RPM verification fails with unsatisfied dependencies for libraries provided by the RPM

Andy Helten andy.helten at dot21rts.com
Thu Dec 3 22:03:51 UTC 2009


Mitko Haralanov <mitko at qlogic.com> wrote:
> On Wed, 2 Dec 2009 09:11:56 -0800
> Andy Helten <andy.helten at dot21rts.com> wrote:
>
>   
>> The problem I am having is that dependency checking fails during 
>> verification for the shared libraries provided by my RPM unless a 
>> previous version of my RPM is already installed.  I would prefer to 
>> leave dependency checking enabled and do not want to maintain the 
>> dependencies on my own.  The question is:  how do I force RPM 
>> verification to recognize the shared libraries provided by that RPM so 
>> that is doesn't (incorrectly) complain about unsatisfied dependencies.  
>> Note that this failed dependency check does not prevent installation, it 
>> just causes "rpm --verify --package blah-1.7.8.9-1.i386.rpm" to fail.
>>     
>
> I believe that what's happening here is that RPM is automatically
> generating dependencies by examining the content of your RPM. It
> notices that it contains shared objects (which fills in the "Provides")
> and it notices that it contains executables linked against shared
> objects (which fills in the "Requires").
>
> --verify works on look at your package and comparing it against the
> metadata in the database.
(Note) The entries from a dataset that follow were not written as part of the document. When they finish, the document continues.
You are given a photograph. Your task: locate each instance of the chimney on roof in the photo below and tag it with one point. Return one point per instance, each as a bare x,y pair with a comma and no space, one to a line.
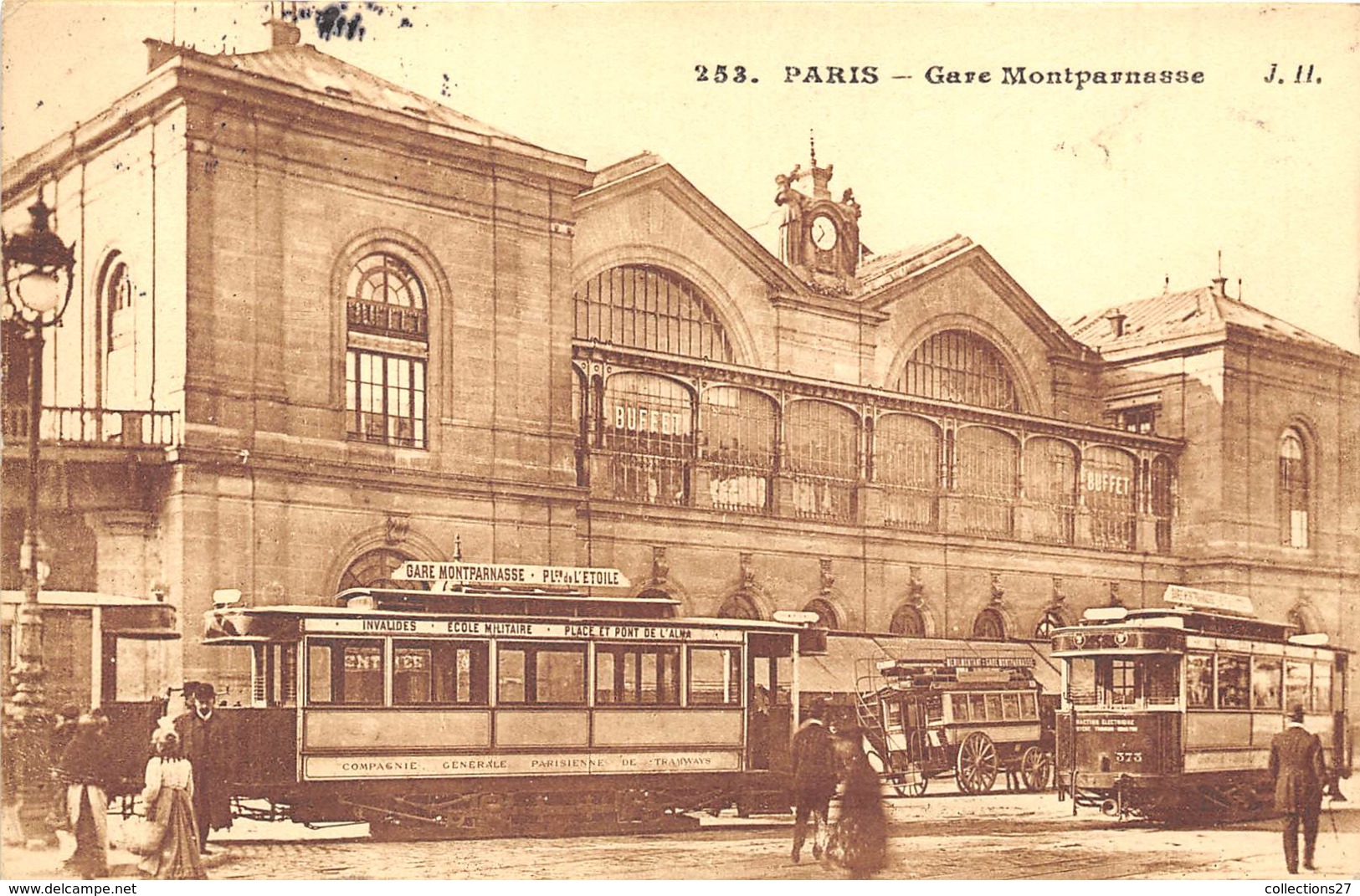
283,33
1116,320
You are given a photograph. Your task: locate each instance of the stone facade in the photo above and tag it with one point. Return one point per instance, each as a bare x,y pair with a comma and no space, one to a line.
243,197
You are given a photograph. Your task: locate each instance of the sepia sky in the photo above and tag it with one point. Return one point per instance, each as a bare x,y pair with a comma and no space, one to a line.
1088,197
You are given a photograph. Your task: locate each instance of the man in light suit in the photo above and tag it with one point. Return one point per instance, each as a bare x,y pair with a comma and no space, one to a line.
1299,774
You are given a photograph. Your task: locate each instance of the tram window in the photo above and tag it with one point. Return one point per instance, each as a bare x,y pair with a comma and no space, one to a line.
439,672
959,702
1234,674
714,676
1200,682
541,674
1322,687
1120,682
627,673
993,706
1081,682
344,672
1298,683
1011,706
1265,683
1163,682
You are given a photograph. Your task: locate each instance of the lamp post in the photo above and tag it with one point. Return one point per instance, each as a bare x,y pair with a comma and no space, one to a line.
38,278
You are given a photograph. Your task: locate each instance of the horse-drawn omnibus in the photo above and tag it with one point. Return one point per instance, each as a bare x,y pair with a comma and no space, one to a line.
1168,713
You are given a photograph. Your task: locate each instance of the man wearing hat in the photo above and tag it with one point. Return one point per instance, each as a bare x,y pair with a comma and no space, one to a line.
1299,772
203,743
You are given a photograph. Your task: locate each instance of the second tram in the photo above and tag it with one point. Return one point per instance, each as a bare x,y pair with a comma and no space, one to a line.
1168,714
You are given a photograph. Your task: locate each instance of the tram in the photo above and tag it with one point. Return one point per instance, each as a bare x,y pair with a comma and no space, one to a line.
112,652
1168,713
489,710
962,717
Since your database does not have anything
> that satisfies the requirements of your package, it complains.
>
> If you want to check whether your package will install correctly before
> installing use '--test' rather then '--verify'
>
> On a separate note, if you don't want to have RPM automatically
> generate dependencies, use the 'AutoReq: 0' field in your spec file.
> You can still specify dependencies using the 'Requires' and 'Provides'
> fields, which RPM will consider.
>
> Hope this helps.
>
>   

Yes, this did help.  Thank you.  I had only just discovered the '--test' 
option and started thinking maybe it was more appropriate.  But I also 
discovered that '--test' only performs MD5 verification over the RPM 
header.  That is, it does not perform MD5 verification over the packaged 
files but, then, neither does '--verify'.  Apparently only '--checksig' 
does that.  This means an install that passes '--test' could fail to 
install due to file corruption outside of the RPM header.